Chronic pain · Fibromyalgia

Having a Pain Management Plan

My fiancé is a DIDO worker.  He’s currently working a 4 1/2 hour drive from home.  Gone for 8 days, home for 3 (2 full days and a half day either side).  When we first started dating, my fiancé told me that the partners of the men he works with send them photos – you know, those kinds of photos – while they are away.  I immediately said I would never do such a thing and haven’t looked back.

Fast forward to last Wednesday morning.  I sent my fiancé a photo of myself in bed.  Less than a minute later, he called.  “How bad is it?  Just the knee or from the hips down?  Have you taken your meds?  What about your cream stuff, I forgot to ask you that last night.  Have you put that on?  Smother it all over.  Can you get into town for a massage?  What about a bath.  Run yourself a bath.”

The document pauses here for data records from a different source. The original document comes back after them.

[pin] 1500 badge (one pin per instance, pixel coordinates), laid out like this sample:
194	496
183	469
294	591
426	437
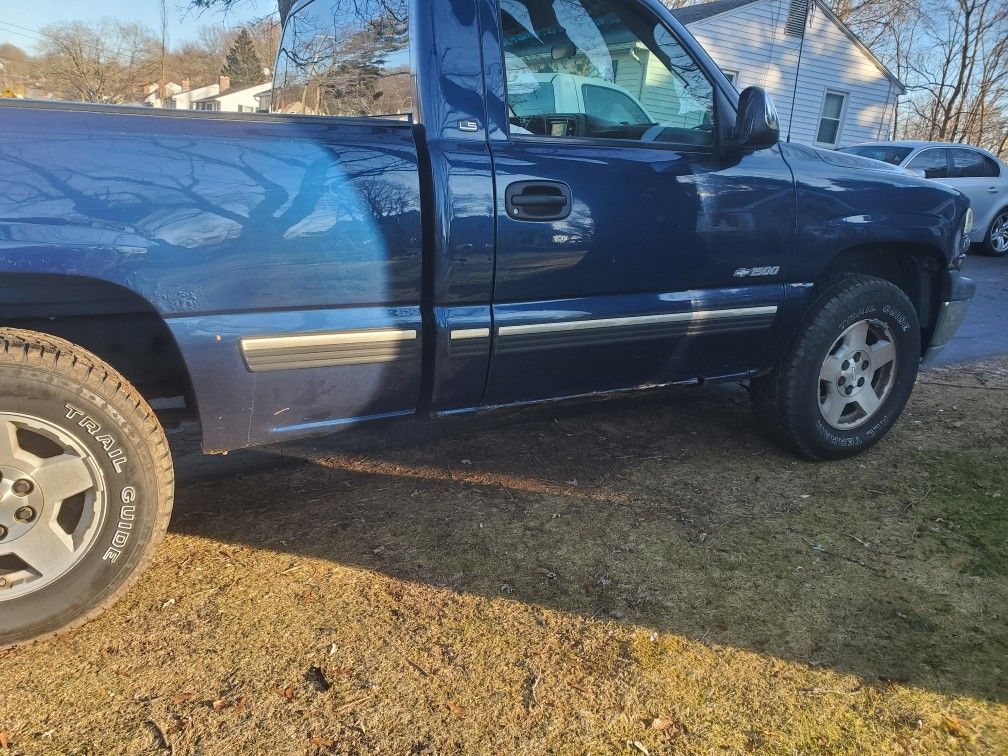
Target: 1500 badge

You see the photo I sent my fiancé was of myself, lying in bed, one pyjama leg rolled up to reveal a couple of tens pads working away on my knee.  Sexy, yes?  Okay, maybe not.  But my fiancé’s response.  Extremely sexy.  I wasn’t expecting the call.  In fact, as he’s not allowed his phone on him while he’s working, I didn’t expect him to see the photo for a few hours.  Turns out, I caught him on smoko and, like the brilliant man he is, he whipped straight into action ensuring I had everything I needed to help reduce my pain.  One thing my fiancé knows about me is that, when it comes to my pain, I forget things.  I’m not just taking fibro fog here.  Whether I’m at the beginning, middle or end of a particularly bad flare, I forget things that could actually help.  It always doesn’t cross my mind to get out the tens machine or the heat pad.  More often than not, the thought of taking extra meds completely skips my mind.  And so, knowing this about me, my wonderful fiancé is there listing off all of the things I hide away in my pain toolkit for times just like this.

While it’s great to know that my fiancé is on top of things even when I’m not.  I also don’t want to rely on him all of the time.  I like being able to manage certain things myself.  Let’s face it, I rely on him a lot already.  So, what can I do when my memory fails me?  Well, it’s funny you should ask.  During my time in a pain clinic last year, the OT had each of us make a pain chart.  Not a ‘on a scale of 1 to 10’ kind of chart.  An actual useful tool that helped me to think about how I manage my pain at varying degrees and what I do when times are particularly difficult.

Having made the chart nearly 18 months ago now, I thought it was time for an update so have dusted it off, deleted some things (great techniques but one’s I don’t use) and added in a few new ones I have picked up over the last year and a bit.  Having said that, it’s 5.30am in the morning and I have been awake since 2am (thanks, painsomnia!) so I have probably forgotten a lot!

Anyway, I have a laminated copy of this on my fridge so it’s always visible.  It helps me when times are hard (I often even forget I have the chart but I very rarely forget to eat so keeping it on the fridge is a must), I hope it helps you.

Pain Management Plan

2 thoughts on “Having a Pain Management Plan

  1. what a good idea, shall create one of those for myself and stop beating myself up about not being able to carry out some stuff because of the pain.